While seven of Gay’s 17 published works have already been called into question via the plagiarism scandal, the new charges brought on Monday, which have not been previously reported, impact an eighth, according to a report by the The Washington Free Beacon.
SCOOP: Harvard president Claudine Gay was hit with six additional allegations of plagiarism tonight in a complaint filed with the university, pushing the total number of allegations near 50.
These are some of the most extreme and clear-cut examples yet.https://t.co/Bg69AeZcMU
— Aaron Sibarium (@aaronsibarium) January 2, 2024
The eighth article in question is a 2001 piece in which Gay is accused of lifting nearly half a page of material verbatim from scholar and political science professor at the University of Wisconsin, David Canon.
That article, “The Effect of Minority Districts and Minority Representation on Political Participation in California,” features “some of the most extreme and clear-cut cases of plagiarism yet,” the Washington Free Beacon reported.
In one instance, Gay reportedly takes four sentences from Canon’s 1999 book, Race, Redistricting, and Representation: The Unintended Consequences of Black Majority Districts, and does not include quotation marks.
While Canon’s name does appear in the bibliography, the Harvard president does not cite the scholar anywhere in or near the passage in her work.
Canon, meanwhile, says he believes Gay did nothing wrong, telling the Washington Free Beacon, “I am not at all concerned about the passages. This isn’t even close to an example of academic plagiarism.”
Not all scholars that Gay is accused of lifting material from, however, agree with Canon’s sentiments. Scholar Carol Swain, whose work was cited in Gay’s own Ph.D. dissertation, told Breitbart News that the Harvard president “is a fraud” and “an embarrassment,” who “should resign.”
The klieg lights have been on Gay since the October 7 Hamas terrorist attack against Israel, to which Harvard’s leadership failed to properly respond after more than 30 of its student groups signed a pro-terror statement blaming Israel for the attack against itself.

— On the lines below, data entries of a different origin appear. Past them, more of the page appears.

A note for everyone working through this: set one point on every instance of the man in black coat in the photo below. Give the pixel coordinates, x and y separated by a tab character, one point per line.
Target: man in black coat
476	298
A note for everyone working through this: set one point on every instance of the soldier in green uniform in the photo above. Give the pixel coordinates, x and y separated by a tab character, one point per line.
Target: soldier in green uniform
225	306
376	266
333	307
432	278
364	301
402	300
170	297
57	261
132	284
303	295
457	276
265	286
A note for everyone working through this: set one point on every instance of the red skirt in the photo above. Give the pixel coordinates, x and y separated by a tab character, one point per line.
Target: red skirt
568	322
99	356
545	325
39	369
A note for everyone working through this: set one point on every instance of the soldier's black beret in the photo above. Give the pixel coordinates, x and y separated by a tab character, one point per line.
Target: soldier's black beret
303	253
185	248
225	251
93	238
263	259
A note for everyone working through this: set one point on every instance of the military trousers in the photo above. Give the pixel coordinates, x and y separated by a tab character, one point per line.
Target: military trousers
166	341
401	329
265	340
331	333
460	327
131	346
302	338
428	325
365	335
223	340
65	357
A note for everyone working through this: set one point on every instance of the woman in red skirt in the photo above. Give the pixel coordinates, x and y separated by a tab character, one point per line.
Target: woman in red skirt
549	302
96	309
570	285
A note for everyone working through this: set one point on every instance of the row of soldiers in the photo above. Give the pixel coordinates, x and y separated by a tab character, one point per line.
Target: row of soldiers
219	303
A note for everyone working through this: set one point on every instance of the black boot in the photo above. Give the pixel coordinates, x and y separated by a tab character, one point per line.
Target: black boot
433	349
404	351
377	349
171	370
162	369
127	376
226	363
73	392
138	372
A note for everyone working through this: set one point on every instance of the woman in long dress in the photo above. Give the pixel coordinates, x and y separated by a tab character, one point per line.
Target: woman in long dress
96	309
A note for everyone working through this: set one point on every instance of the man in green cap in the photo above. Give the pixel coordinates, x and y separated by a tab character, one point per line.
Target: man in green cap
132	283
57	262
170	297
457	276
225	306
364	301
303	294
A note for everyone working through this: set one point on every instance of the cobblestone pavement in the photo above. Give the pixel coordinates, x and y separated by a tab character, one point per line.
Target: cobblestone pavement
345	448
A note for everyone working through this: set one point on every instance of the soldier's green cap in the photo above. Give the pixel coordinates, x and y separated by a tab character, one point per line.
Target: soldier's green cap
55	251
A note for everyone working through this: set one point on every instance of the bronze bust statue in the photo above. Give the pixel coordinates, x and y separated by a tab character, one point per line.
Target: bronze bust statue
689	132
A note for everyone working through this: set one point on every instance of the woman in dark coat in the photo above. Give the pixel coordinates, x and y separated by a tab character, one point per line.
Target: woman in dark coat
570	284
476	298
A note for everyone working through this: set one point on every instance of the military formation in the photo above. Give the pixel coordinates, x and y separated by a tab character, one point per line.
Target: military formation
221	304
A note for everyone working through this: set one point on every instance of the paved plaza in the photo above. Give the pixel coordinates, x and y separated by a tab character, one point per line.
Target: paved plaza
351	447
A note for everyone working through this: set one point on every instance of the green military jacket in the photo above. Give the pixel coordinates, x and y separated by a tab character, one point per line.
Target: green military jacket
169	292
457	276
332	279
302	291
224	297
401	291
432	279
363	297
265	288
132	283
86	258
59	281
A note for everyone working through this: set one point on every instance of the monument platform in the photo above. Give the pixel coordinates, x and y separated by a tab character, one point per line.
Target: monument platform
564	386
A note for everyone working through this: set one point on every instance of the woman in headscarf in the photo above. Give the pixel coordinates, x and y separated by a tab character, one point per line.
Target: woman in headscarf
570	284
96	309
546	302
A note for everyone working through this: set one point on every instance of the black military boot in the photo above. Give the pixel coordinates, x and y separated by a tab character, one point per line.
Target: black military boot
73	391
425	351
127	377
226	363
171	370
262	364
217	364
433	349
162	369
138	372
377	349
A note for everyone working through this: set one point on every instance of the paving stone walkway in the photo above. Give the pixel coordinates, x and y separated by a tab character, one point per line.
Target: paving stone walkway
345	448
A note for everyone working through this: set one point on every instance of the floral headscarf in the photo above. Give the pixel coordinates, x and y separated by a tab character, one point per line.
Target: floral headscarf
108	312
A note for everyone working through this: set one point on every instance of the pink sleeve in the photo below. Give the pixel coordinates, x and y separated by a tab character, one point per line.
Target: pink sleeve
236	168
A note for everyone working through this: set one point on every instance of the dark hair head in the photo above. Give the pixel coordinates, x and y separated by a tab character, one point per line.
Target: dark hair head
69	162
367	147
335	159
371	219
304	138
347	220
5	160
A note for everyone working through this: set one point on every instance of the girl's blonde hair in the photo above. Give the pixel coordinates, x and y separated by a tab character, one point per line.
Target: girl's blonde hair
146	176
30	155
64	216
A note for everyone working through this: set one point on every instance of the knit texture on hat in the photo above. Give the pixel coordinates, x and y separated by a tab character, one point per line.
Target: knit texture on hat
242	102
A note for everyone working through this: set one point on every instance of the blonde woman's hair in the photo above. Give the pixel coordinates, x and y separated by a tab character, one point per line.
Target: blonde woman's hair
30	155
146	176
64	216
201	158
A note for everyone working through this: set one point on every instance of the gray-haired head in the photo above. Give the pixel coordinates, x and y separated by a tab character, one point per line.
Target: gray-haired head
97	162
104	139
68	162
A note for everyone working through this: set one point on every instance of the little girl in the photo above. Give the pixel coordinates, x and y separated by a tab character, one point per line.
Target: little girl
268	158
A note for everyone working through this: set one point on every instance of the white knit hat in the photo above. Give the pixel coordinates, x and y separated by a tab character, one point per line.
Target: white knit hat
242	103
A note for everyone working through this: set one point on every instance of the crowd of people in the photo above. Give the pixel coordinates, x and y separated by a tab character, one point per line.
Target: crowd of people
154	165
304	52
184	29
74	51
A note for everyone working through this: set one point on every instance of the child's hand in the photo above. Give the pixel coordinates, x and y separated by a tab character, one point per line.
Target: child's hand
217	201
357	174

After issuing vague, generic statements, and then lecturing the public about the importance of free speech — which many found ironic, given that Harvard was named 2023’s worst school for free speech — Gay, along with the presidents of the University of Pennsylvania President and MIT, delivered a disastrous testimony before congress regarding antisemitism on their campuses. University of Pennsylvania President Liz Magill resigned shortly after the hearing.
After that, Gay was accused of plagiarism, which was followed by a batch of fresh allegations being unearthed in an official academic complaint against the Harvard president last month. The university’s Research Integrity Office received a complaint featuring more than 40 alleged instances of plagiarism.